3-D dynamic evolution analysis of coal-rock damaged field and gas seepage field during the gas extraction process

Abstract

Coal seam construction disturbances or gas depressurization and extraction can cause rupture damage of the surrounding coal and rock. The damage not only changes the structural property and mechanical behavior of the coal and rock, but also changes the physical parameters of the coal and rock. The gas migration not only changes the pore pressure, but also changes the effective stress and the adsorption and expansion deformation of coal seams, which resulted in the damage evolution and accumulation of coal and rock. The temperature change will not only affect the stress distribution of coal and rock, but also affect gas adsorption properties and diffusion capacity.

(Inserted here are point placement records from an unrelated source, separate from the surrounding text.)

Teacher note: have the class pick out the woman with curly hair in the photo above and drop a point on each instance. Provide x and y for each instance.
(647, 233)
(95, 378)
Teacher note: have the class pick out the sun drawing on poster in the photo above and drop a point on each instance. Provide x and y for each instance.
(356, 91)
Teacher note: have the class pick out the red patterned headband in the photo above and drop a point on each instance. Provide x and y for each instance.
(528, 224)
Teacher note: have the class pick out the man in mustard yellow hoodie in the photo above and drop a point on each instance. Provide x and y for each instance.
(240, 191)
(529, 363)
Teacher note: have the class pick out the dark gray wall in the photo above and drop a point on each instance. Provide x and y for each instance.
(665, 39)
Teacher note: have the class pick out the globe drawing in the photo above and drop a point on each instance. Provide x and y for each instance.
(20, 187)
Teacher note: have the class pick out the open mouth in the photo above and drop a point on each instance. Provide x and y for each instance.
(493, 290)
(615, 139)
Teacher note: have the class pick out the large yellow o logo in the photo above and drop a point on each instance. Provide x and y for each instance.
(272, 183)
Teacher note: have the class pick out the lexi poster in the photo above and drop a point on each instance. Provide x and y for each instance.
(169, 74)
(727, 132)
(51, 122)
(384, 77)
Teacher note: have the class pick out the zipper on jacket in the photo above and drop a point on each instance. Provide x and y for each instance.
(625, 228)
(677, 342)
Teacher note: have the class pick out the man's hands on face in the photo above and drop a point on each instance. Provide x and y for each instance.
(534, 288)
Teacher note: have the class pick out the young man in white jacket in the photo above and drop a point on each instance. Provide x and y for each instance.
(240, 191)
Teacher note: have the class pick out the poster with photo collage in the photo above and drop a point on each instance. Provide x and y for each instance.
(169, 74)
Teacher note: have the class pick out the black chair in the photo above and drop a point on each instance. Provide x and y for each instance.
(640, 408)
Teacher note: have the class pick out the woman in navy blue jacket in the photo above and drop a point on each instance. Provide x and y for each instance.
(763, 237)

In fact, the gas extraction is a multi-field coupling process of the coal-rock damaged field, temperature field and gas seepage field. In this paper, coal and rock is considered as a double medium of pore and crack. The damaged variable is defined in view of the damaged and failure characteristics of coal and rock. The damaged constitutive equations of coal and rock are established considering the effects of gas pressure and temperature. On this basis, the gas diffusion and seepage coupling equations in damaged coal and rock are derived. Based on the basic theory, the two development of the finite element source program is carried out by using the FORTRAN language. This program was developed to consider the temperature, gas seepage and deformation of coal and rock. Based on this program, the work process of gas drilling in coal mine is simulated and the dynamic evolution process of the damaged field of coal and rock and the permeability of the gas are quantitatively described. These achievements have extremely important theoretical guidance to guide the design of gas extraction in coal seams and improve the gas drainage rate.